In the present study, we showed the effects of ALA as an anti-inflammatory and anti-oxidative agent on GC-induced ON in rats. The histopathological examinations revealed significant reduction in both fatty degeneration and ON levels (Table 1, Figure 4). Furthermore, ALA treatment also attenuated oxidative stress levels through reducing both 8-OHdG- and 4-HNE-positive cells in femoral head, which represent cellular DNA damage and lipid peroxidation levels, respectively (Table 1, Figure 3). Similarly, in a rabbit model of GC-induced osteonecrosis, ALA injection significantly reduced ON pathogeny through ameliorating the vascular blood flow and inhibiting the oxidative stress (54). Using its anti-oxidative action mechanism, ALA has been tested as a therapeutic option in the treatment of several diseases such as autoimmune diseases, diabetes mellitus, neurodegenerative disorders, heart diseases, and cancer (32, 33). In order to elucidate the underlying mechanisms through which ALA exert its protective effects, we analyzed the protein U-II and TGF-β1 levels using ELISA. As depicted in Figure 1, ALA treatment significantly elevated after MPA treatment. In addition, as shown in Figure 2, a strong correlation was observed between U-II and TGF-β1 protein levels in the control and ALA-only treated groups. In contrary, MPA treatment reversed this positive correlation and disturbed the balance between U-II and TGF-β1 protein levels. On the other hand, ALA treatment reconstituted such a strong positive correlation between U-II and TGF-β1 protein levels in MPA + ALA group. In line with our finding, U-II upregulation is closely associated with and a triggering upstream for TGF-β1 pathway (24). Moreover, the increased expressions of both U-II and TGF-β1 proteins in the synovial fluids of OA and osteoradionecrosis patients reflect their pivotal roles in the pathophysiology of such diseases, as shown in our ON animal model (25, 28).

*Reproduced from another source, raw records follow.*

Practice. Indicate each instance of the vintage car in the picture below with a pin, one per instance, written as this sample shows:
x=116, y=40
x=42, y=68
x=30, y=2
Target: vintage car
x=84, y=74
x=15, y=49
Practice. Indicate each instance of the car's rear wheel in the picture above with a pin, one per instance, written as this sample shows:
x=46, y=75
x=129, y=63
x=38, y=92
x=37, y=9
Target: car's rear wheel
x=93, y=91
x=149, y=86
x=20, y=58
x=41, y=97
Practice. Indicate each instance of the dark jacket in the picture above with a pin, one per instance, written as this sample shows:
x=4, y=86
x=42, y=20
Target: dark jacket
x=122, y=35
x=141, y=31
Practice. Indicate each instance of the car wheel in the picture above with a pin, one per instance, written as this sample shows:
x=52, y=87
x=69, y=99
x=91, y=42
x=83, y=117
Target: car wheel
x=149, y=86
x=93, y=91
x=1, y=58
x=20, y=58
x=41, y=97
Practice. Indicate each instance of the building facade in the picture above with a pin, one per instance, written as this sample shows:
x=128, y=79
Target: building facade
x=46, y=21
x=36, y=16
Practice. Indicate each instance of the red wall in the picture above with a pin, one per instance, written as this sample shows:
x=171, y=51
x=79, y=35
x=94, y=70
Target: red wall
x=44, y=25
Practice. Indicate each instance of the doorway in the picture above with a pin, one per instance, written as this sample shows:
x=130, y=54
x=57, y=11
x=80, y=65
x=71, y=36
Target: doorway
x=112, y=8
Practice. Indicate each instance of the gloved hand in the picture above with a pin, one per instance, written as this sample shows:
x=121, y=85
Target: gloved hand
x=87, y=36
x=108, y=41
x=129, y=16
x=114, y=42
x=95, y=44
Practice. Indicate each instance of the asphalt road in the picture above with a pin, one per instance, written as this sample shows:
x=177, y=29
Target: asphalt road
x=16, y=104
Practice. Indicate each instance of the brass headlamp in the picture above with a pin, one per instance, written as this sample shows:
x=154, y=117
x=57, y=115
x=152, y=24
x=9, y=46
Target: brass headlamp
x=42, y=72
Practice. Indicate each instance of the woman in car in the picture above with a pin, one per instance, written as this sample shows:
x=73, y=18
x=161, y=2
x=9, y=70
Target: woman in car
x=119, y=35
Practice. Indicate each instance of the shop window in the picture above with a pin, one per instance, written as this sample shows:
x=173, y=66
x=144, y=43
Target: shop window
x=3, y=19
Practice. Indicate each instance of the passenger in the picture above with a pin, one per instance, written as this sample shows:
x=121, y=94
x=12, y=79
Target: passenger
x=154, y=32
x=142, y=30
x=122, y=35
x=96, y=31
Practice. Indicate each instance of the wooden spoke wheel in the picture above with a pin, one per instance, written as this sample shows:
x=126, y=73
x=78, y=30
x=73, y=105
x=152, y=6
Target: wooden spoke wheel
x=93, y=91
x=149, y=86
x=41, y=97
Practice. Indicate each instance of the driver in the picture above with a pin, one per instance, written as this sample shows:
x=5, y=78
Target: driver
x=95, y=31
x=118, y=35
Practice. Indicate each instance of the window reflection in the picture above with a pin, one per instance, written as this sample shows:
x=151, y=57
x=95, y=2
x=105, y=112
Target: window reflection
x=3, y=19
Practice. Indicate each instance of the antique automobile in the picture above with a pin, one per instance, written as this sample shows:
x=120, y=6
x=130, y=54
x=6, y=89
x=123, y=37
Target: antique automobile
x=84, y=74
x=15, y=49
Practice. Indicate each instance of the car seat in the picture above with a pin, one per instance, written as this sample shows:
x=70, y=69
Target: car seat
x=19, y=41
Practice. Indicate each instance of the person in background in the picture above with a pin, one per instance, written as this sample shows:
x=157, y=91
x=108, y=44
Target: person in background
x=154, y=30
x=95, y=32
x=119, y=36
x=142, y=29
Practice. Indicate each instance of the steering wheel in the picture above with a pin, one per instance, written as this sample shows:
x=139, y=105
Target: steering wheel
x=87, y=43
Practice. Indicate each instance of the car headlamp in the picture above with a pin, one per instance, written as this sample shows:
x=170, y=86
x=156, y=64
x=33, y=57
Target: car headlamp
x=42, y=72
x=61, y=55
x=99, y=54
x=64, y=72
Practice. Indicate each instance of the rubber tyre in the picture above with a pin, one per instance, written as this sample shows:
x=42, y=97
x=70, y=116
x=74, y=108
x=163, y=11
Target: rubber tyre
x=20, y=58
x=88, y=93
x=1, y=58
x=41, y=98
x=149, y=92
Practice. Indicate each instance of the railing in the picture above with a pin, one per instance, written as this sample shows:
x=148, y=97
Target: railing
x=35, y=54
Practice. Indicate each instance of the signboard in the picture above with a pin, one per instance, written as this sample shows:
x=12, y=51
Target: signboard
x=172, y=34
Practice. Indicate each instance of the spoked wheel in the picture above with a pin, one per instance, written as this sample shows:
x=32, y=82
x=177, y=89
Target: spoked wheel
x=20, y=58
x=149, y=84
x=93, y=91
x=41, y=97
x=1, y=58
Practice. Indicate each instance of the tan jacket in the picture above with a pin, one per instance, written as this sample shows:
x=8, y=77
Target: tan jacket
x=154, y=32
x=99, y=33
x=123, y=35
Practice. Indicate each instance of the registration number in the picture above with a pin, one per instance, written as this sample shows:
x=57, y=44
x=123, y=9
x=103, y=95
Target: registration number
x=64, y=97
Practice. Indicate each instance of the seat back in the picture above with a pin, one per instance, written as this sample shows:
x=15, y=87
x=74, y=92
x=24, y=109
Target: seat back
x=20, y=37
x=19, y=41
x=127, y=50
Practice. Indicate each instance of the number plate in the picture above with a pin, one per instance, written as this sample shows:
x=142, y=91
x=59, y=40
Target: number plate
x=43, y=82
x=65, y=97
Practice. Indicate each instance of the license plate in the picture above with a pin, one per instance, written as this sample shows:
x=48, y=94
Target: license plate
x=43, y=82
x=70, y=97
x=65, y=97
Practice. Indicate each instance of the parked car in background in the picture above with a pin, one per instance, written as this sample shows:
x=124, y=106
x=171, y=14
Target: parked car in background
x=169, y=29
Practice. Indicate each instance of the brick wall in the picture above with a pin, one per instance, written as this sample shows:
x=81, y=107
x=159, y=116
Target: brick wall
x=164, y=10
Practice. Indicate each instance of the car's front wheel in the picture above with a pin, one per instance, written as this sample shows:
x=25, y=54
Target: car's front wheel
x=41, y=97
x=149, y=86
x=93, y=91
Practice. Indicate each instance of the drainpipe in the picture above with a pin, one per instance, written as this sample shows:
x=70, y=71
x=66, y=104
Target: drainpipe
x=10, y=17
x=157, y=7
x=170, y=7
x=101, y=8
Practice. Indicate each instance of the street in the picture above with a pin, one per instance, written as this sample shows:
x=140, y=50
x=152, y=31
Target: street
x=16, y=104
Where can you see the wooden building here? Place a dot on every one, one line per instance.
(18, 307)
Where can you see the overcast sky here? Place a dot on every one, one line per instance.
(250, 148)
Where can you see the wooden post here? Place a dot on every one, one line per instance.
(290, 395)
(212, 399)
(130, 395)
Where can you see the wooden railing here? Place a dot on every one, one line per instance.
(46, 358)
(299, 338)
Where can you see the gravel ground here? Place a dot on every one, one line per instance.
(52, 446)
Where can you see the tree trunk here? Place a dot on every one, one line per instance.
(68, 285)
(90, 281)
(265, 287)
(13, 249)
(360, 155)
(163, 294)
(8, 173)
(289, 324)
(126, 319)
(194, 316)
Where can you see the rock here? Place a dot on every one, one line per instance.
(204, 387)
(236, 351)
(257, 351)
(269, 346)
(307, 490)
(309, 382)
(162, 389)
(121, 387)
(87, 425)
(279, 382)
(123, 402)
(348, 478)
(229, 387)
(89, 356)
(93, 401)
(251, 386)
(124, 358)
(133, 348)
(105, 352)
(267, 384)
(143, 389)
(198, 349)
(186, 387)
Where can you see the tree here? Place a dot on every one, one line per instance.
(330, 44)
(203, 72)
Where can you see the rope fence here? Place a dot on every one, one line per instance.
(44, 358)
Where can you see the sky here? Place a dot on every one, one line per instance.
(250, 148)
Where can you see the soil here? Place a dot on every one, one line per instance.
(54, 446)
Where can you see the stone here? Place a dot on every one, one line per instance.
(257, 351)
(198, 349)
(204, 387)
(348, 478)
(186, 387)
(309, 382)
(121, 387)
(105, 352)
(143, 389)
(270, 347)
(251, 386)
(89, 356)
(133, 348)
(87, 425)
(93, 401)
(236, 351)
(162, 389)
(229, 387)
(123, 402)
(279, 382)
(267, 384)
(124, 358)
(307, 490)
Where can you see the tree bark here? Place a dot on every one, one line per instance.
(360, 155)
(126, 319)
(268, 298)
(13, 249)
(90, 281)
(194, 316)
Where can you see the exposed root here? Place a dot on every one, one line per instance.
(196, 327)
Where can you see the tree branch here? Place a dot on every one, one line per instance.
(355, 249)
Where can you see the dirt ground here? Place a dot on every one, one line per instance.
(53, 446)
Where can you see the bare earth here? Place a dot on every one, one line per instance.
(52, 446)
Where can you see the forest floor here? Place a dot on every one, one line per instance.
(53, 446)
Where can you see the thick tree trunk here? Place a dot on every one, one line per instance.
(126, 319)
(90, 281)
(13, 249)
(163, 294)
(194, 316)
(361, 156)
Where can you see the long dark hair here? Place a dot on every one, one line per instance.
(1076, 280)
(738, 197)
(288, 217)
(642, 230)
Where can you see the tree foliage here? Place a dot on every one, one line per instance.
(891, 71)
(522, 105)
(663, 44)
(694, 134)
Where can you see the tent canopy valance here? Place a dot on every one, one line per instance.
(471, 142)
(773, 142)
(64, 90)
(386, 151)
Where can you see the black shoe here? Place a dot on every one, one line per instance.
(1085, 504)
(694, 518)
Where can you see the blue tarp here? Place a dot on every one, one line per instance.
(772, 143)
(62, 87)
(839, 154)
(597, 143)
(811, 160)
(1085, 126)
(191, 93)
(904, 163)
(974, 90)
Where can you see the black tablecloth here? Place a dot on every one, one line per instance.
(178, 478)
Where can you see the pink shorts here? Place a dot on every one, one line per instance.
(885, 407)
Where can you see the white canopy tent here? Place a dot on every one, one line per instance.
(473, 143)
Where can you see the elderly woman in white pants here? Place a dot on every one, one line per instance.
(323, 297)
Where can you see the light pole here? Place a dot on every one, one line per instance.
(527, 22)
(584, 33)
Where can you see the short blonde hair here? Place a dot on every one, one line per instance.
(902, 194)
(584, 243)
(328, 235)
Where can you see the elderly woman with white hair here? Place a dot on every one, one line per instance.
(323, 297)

According to the findings in the literature, although TGF-β1 signaling pathway is a prerequisite for the joint construction, its expression later adult stages is implicated in particular degenerative disorders such as OA and ON via synovial fibrosis (55, 56). It is also suggested that, promising novel therapeutic interventions can be emerged for the treatment of osteo-degenerative diseases through modulating or inhibiting the expression of one of the down- or upstream molecules of TGF-β1 signaling pathway (e.g. U-II) (57, 58).
The present study was to explore the therapeutic effects of ALA, as an anti-inflammatory and anti-oxidative molecule, in GC-induced osteonecrotic rats. To the best of our knowledge, this is the first study showing the ameliorative effects of ALA on ON through inducing a correlative reduction in the expression levels of U-II and TGF-β1 proteins in the rats’ femoral head region. Further studies are recommended to detect the connection between ALA action and U-II-TGF-β1 signaling pathways at molecular level and to find out therapeutic potential of this approach in ON patients.